Where did GAC Australia stand five years ago?

Back then, the company had raised staff numbers from 25 in 2007 to 50. In October 2013, we secured the agency contract for Mitsui OSK (our largest customer in terms of volume with more than 1,000 port calls per year) and that enabled us to boost our staff by another 12.

Where do you stand now?

We’ve seen steady growth. We didn’t see any huge contracts until we recently secured the Ocean Network Express (ONE) agency contract. But we picked up a lot of small contracts from owners and charterers.

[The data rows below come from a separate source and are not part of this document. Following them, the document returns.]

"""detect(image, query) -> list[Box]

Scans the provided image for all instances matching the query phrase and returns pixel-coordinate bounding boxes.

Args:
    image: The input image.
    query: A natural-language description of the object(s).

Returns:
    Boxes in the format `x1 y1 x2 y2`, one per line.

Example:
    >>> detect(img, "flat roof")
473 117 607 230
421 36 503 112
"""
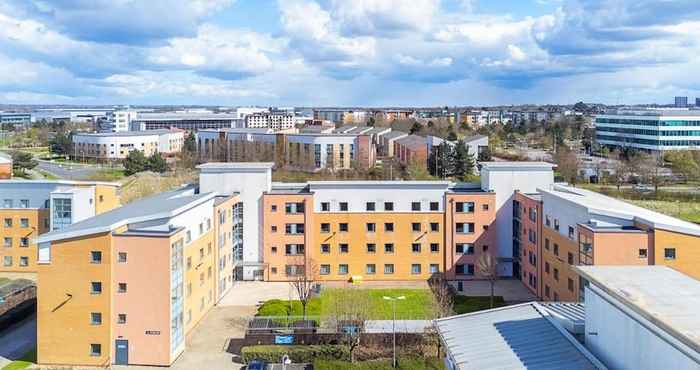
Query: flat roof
435 302 605 370
574 265 700 353
538 184 700 236
37 187 216 243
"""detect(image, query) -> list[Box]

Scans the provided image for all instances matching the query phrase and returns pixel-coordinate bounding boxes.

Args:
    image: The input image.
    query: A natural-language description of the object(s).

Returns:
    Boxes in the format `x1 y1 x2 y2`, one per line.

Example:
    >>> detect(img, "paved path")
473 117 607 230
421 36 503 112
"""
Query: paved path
0 314 36 368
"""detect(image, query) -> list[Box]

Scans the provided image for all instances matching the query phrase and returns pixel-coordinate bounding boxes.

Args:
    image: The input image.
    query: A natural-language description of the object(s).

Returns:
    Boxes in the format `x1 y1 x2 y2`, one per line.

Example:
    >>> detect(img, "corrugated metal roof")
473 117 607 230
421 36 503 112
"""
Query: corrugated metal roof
435 302 605 370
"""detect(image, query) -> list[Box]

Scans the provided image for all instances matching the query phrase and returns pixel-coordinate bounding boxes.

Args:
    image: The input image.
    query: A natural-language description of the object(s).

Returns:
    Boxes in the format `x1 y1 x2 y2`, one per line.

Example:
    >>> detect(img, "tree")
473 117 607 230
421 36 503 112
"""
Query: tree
182 132 197 153
409 121 423 135
49 132 73 155
146 152 168 173
124 150 148 176
554 145 579 184
12 152 39 175
476 253 498 308
452 140 476 181
289 257 318 320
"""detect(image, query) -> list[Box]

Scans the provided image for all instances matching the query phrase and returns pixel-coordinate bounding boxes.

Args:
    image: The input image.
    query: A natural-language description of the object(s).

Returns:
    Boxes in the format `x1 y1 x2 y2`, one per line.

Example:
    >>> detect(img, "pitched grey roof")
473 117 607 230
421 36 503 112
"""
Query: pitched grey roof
435 302 605 370
37 187 216 243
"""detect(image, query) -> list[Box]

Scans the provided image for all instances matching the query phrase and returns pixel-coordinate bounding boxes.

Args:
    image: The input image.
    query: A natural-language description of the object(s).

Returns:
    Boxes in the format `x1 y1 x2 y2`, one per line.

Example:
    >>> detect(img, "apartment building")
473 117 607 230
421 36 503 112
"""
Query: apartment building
513 184 700 301
37 187 240 366
73 129 185 161
245 111 294 131
0 180 119 273
197 128 376 172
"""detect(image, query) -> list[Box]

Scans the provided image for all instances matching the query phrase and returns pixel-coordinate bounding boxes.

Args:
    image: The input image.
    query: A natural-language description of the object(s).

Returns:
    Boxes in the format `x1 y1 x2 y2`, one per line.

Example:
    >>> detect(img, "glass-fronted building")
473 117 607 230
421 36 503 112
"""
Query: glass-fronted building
595 109 700 151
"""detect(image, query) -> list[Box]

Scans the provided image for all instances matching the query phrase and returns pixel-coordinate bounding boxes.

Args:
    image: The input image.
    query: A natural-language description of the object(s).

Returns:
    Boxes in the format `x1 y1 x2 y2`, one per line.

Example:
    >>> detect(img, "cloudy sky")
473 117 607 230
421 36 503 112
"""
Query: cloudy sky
0 0 700 106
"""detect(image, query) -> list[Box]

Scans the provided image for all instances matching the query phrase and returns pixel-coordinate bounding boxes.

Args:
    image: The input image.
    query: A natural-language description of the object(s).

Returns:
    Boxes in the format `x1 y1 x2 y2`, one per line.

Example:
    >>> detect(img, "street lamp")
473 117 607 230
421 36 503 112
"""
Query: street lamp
382 296 406 368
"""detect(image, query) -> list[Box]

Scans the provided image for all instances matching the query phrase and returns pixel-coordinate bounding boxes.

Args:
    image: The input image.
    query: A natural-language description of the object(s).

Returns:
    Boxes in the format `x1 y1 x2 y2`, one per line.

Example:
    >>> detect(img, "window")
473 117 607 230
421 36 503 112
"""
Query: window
455 222 474 234
284 202 304 214
455 243 474 254
90 281 102 294
455 202 474 213
664 248 676 260
90 312 102 325
90 343 102 357
90 251 102 263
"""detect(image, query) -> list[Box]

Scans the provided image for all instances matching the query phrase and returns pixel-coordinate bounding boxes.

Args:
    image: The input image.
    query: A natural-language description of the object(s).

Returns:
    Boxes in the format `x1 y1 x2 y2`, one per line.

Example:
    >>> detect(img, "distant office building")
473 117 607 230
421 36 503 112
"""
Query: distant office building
675 96 688 108
73 129 185 160
131 112 240 131
245 111 294 131
595 109 700 151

There’s been a big increase in business for our offices at Gladstone and Dampier as a direct result of the rapid expansion of the LNG export business in Australia. Five new export terminals have opened in the past three years and two more are due to open soon.

Tanker at Opera House

How did you get there?

Ship agency is a tough business with huge pressure on rates. But that comes with at the risk of reduced quality of service to customers. I firmly believe that quality service provides a better economic outcome than simply offering the cheapest price.

Australia has a complicated regulatory system for ship agents so an experienced, motivated, proactive and quality-focused agent can save a Principal money over the course of the year. This has paid off and we have recently secured contracts despite not being the lowest bidder.

What was your No.1 priority when you took over as MD?

I’ve been with the company since the start. I took over as MD when Phil Coolican, our inaugural MD, retired and, at the time, the business was running smoothly. My main focus since then has been on increasing efficiency to make the best use of our assets.

Who have been your key allies in achieving your goals?

Gladstone, Aus ex Gareth Long

I couldn’t do my job without the assistance of a great management team. Financial Controller Rehan Abeyakoon and Accountant Ying He make sure I have a clear overview of our financial position. Gareth Long, our National Operations Manager, has come up through the ranks having been a ship agent since leaving school. He has worked in many ports and has a strong knowledge of our network and customers. I can rely on him for an overview of our day-to-day operations.

Without our great group of Port Managers and Operations staff we wouldn’t be in business. They work 24/7 to keep our customers updated and their ships turned around efficiently.

How did you get your team on board?

More than half of the 25 staff who joined GAC Australia when we started in 2007 are still with us. They took a big risk joining a new company and were incredibly motivated to make the new business a success. They still are.

We work hard to maintain GAC Australia’s reputation as a great place to work. It takes a great team and good systems and procedures.

What were the most important contributors to the company’s success?

The business has steadily grown over the last 11 years. Some years have been better than others, but we have consistently been heading in the right direction.

Securing our three largest customers - Caltex Australia, Viva Energy and Mitsui OSK - sent a message to the market that GAC Australia is here to stay and a force to be reckoned with in the Australian agency business.

People; Gladstone, Aus ex Gareth Long

What part did luck play?

None. It has taken a lot of hard work by all our staff to build our reputation and our business to where we are now - one of the country’s largest ship agency networks.

Opportunity is another matter. Business doesn’t just fall into your lap. You have to be ready to adapt quickly to take advantage of any opportunity that comes along, whether that means opening a new office to serve a customer or expanding your team to support a new trade.

What’s the best thing about working in Australia, and the most frustrating?

Australia is a great place to both live and work with a well-educated pool of labour, both Australian-born and from overseas. Of the 16 staff in our head office, we have people born in nine different countries, but they’re all proudly Australian.

As a Scot, I never take the climate for granted. A Sydney winter is like to a Scottish summer - and I know which I prefer.

The most frustrating thing is the overall lack of understanding of how shipping works at all levels of Government in Australia. Our capital Canberra is a landlocked city populated by bureaucrats and the red tape involved in shipping can be quite restrictive.